Statistical Properties of Sanitized Results from Differentially Private Laplace Mechanism with Univariate Bounding Constraints
This work addresses privacy concerns for data analysts releasing bounded statistics, but it is incremental as it builds on existing differential privacy mechanisms by incorporating known constraints.
The paper tackles the problem of maintaining statistical accuracy when applying differential privacy to bounded statistics like proportions, by formalizing truncated and boundary inflated truncated Laplace procedures. The result includes theoretical and empirical evaluations showing how these constraints affect the accuracy and validity of sanitized results, with specific numerical insights from simulations.

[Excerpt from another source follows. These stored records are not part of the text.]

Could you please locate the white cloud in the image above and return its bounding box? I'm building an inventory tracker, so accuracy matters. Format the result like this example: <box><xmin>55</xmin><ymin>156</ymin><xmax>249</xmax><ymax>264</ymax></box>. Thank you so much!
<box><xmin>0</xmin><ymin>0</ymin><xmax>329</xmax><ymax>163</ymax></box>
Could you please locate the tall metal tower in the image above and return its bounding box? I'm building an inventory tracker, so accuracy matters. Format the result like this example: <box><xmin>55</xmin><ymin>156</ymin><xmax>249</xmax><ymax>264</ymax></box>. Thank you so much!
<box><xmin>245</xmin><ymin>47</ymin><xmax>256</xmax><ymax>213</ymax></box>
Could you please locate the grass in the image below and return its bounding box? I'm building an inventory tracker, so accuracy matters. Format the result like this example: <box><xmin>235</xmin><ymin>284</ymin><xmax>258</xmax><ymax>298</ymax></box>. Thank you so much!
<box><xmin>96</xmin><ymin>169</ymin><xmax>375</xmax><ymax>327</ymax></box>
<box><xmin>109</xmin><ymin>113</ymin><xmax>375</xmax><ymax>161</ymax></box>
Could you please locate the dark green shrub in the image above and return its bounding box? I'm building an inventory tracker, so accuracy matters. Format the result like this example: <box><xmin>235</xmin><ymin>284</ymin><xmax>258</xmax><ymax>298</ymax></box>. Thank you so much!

Protection of individual privacy is a common concern when releasing and sharing data and information. Differential privacy (DP) formalizes privacy in probabilistic terms without making assumptions about the background knowledge of data intruders, and thus provides a robust concept for privacy protection. Practical applications of DP involve development of differentially private mechanisms to generate sanitized results at a pre-specified privacy budget. For the sanitization of statistics with publicly known bounds such as proportions and correlation coefficients, the bounding constraints will need to be incorporated in the differentially private mechanisms. There has been little work on examining the consequences of the bounding constraints on the accuracy of sanitized results and the statistical inferences of the population parameters based on the sanitized results. In this paper, we formalize the differentially private truncated and boundary inflated truncated (BIT) procedures for releasing statistics with publicly known bounding constraints. The impacts of the truncated and BIT Laplace procedures on the statistical accuracy and validity of sanitized statistics are evaluated both theoretically and empirically via simulation studies.